The High Level Segment of the 52nd session of the UN Commission on Narcotic Drugs opened this morning in Vienna.
The meeting opened with the election of the officers for the meeting. Chairperson – Namibia; 1st Vice Chair – Islamic Rep of Iran; 2nd Vice Chair – Lithuania; 3rd Vice Chair – Switzerland; Rapporteur – Mexico.
The first speaker was UNODC Executive Director, Antonio Maria Costa. Noting that this meeting coincides with the 100th anniversary of the Shanghai Opium Commission of 1909, Costa posed the question or whether the multiple efforts since that time reduced the world drug problem?’ His answer is that ‘Humanity has made measurable progress’, and the read through a number of statistics on drug production and demand worldwide.
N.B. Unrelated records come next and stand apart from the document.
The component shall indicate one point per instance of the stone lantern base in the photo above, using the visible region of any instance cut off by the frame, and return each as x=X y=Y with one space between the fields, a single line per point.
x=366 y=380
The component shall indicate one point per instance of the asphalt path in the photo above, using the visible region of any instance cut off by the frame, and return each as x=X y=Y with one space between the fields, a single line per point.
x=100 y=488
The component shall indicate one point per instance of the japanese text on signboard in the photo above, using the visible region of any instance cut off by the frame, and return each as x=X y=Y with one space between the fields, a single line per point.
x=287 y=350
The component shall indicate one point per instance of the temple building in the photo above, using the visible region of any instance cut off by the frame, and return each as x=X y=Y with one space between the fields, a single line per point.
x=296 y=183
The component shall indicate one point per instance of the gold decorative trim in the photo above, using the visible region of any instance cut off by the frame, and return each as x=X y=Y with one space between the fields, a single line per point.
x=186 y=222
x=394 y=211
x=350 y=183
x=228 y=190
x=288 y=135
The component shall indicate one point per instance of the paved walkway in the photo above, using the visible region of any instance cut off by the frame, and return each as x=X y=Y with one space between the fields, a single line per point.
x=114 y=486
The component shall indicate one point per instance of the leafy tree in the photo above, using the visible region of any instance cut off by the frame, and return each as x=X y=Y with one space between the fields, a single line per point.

He issued a challenge to critics to provide better statistics. Interestingly, those alternative interpretations of the data began almost immediately afetr his speech, and numerous subsequent speakers disputed that progress since 1998 is as sucessful as Mr Costa’s speech concludes. Indeed, he himself noted that the annual value of the world drug trade – which he placed at 300 billion dollars – would place it 21st on the list of GNP is it were a country.
Hi speech did state that harm reduction should be integrated into the response to drugs, and made one mention of human rights. He also was critical of those who advocate drug regulation and control, arguing that using that logic that pedophilia and gun-running should also be legalised.
The complete text of his speech is available here.
Following Costa on the podium was Prof Hamid Ghodse, President of the International Narcotics Control Board. He started his speech by citing INCB data that seemed to quite strongly reject Mr Costa statements on the success of international drug control efforts. Ghodse noted that cannabis cultivated in most countries of the world, that the area of coca leaf cultivation has declined only 5% and that although the area of opium poppy in Asia down by 81%, the area of cultivation in Afghanistan has tripled. Despite these figures, he insisted that the current drug control regime was a failure.
Although he made no references to harm reduction, he did speak quite a bit on human rights. He stated that drug control policies cannot be successful in the long term if they are carried out at the expense of human rights. In fact, he claimed that he had been talking about the need for human rights in drug policy since the 1998 UNGASS on drugs (if that’s true, it certainly has not been reflected in the INCB’s work over the last 10 years). While he made explicit reference to the Universal Declaration of Human Rights, he mis-stated and misinterpreted Article 33 of the UN Convention on the Rights of the Child (commonly done by those claiming a human rights justification for strict drug conrol regimes). Prof Ghodse’s speech is available here.